Certainly. For context, since we were a 2012 start date, beginning in 2017, we started to process with our board the decision as to whether we were going to stay in the program. Under the older rules, we would have had to go into downside risk. And we have nine hospital organizations involved, out of ten hospital organizations. So we spent months considering this. But then they put out the proposed rule in August, and that kind of blew everything up. And then they dropped the final rule the day before everyone was going on holiday. And then we had to quickly scramble even around the notice to apply. So we’ve bifurcated our process, to create a new corporation for the smallest practices, the onesie-twosie practices. They can’t afford to write checks; they struggle even paying our dues. So when the final rule dropped on the 18th, we had to file for a new corporate status, file for a new tax ID for those docs, and use Milliman to help us understand what was in the rule. So actually, we will probably have to change our strategy. We saw that in the final rule, we realized we could implement the original strategy that we had developed. We have 125 onesie-twosie practices, so we can’t wait to learn our actuarial results are; we may have to scramble and split our network. Of our 55,000 members, we’ll put 30,000 into a downside track. So of the 1,500, about 800 would stay upside; on a PCP basis, a majority are employed. So the majority will be in the downside part of the program, which was called Track 1 Plus, which would be Track E. But now we don’t have time to do that; we’d have to wait for the analysis from Milliman.
Given that, have you and your colleagues decided what you’ll do, based on the just-announced February 19 deadline?
We’re just learning this today, so I don’t know that we have many options. Even our bank told us yesterday they wanted to start a process with them. It’s a lengthy and costly processing time to do a letter of credit. So we’ll probably all have to go back to Level B, which is upside-only, and forget about downside, because we just don’t have the time we need.
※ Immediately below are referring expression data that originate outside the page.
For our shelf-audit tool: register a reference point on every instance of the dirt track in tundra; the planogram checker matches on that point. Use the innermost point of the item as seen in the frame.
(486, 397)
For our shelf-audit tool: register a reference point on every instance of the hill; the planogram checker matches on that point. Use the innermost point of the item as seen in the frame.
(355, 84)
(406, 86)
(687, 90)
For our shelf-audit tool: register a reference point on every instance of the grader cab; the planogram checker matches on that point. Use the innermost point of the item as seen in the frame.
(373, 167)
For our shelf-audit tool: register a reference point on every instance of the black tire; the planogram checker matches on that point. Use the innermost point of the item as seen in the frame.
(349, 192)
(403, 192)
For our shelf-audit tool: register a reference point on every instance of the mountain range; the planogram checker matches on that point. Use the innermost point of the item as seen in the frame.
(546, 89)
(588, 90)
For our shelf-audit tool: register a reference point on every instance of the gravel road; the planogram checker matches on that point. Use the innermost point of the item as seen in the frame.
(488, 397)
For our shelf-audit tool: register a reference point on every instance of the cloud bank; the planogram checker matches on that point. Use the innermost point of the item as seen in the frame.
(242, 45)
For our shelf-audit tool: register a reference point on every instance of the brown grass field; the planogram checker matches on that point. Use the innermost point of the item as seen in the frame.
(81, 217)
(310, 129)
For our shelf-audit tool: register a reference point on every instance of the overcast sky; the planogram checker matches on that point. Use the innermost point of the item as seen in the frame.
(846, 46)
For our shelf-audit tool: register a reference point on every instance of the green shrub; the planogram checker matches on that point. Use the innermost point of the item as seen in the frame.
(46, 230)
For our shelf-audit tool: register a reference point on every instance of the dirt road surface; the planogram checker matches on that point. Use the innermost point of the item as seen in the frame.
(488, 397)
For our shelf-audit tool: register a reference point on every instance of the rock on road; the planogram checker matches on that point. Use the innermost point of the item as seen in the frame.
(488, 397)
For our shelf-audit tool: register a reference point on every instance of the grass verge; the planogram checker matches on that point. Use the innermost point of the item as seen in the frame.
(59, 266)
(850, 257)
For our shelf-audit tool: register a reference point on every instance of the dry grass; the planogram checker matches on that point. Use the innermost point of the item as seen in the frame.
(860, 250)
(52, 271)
In other words, on a basic level, CMS is not providing adequate time, then?
That’s right. Two cohorts—the 2012 starts had a hard stop at the end of 2018, because they have to make a decision by 7/1/19; they have to decide. And other groups that are just starting out. In fact, one group in our current MSSP had planned to split off and go their own way, but they won’t have time now. Those who didn’t have a hard stop at the end of 2018 and still have another year to decide what to do, won’t be as dramatically affected.
There were definitely some complexities facing providers in the December 21 final rule.
That’s right. They [CMS officials] could have given us more time on the application side. Now, I understand where they’re coming from—they need to run the numbers and set up their benchmarks for July 1, so they’re hitting us. It’s unfair to us. And I recognize that of the 111 or so ACOs that started in 2012, we’re one of the bigger ones. Not everybody has the 125 tax IDs that we have. And we wanted to move into downside, but they’re really eliminating our ability to do that in 2019. That’s so disappointing for us. We’re really trying to stay engaged in the process, because from a cultural perspective, we think it benefits us. And it helps get and keep our physicians engaged in the work.